One of the many flaws in peer review as applied in refereeing is that it trains scientists to become-comfortable-with untruthfulness, and to make excuses for (what they believe to be) wrong facts or ideas published under their own names.
This has become an almost routine aspect of the journal peer review process.
The original and proper function of a scientific paper was for an individual (or small group) to publish their views and observations under their own names, and to be responsible for these views - to defend these views against competent critique - or, if they could not defend them, eventually to retract them.
But nowadays, in order to publish, authors are frequently - probably usually - compelled to alter their arguments and interpretations in line with what journal referees suggest.
The modern 'scientific' paper as it appears when published in a peer reviewed journal generally ends-up as a mosaic of some of the author's own best estimates of truth (although some things the authors consider to be important will probably have been deleted at the insistence of referees), along with the various opinions and interpretations that originate from the journal referees.

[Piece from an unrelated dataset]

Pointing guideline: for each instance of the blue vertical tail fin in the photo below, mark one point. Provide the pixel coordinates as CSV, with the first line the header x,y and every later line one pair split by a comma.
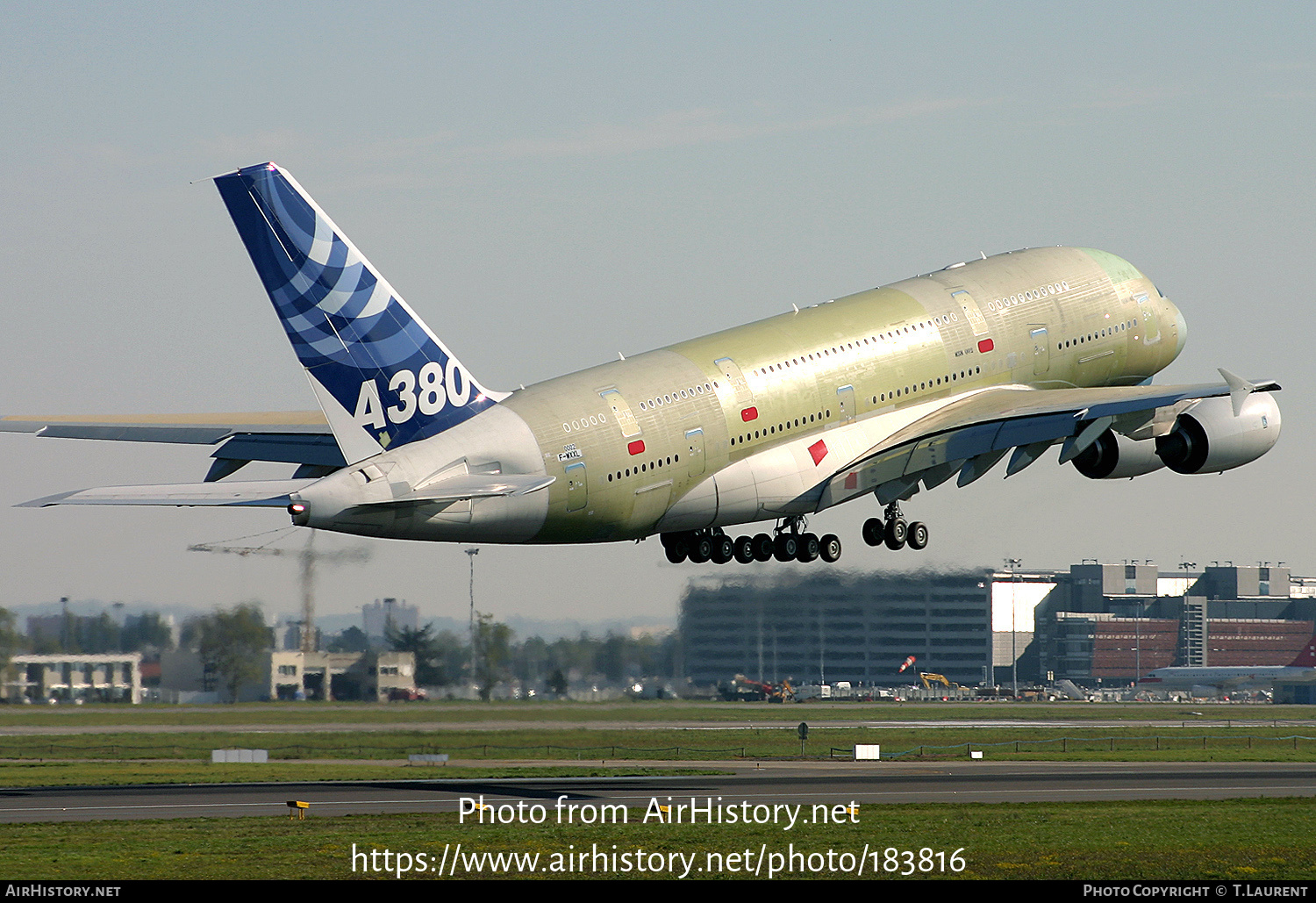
x,y
379,374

In a nutshell, the modern editorial process changes what the author believes and considers important, to yield an incomplete and biased version of the authors best knowledge; but the result is published under the name of the authors, and these authors are supposed to take responsibility for it.
In my opinion, this is a corrupt and corrupting practice.
Except for the correction of accidental errors, articles submitted to journals ought not to be subjected to substantive changes.
The editor's role should be restricted to matters of presentation. By and large, papers should be accepted or rejected - not rebuilt.
As I used to express it when I was myself an editor; to preserve the integrity of science, the editor's role should be as a chooser, not a changer.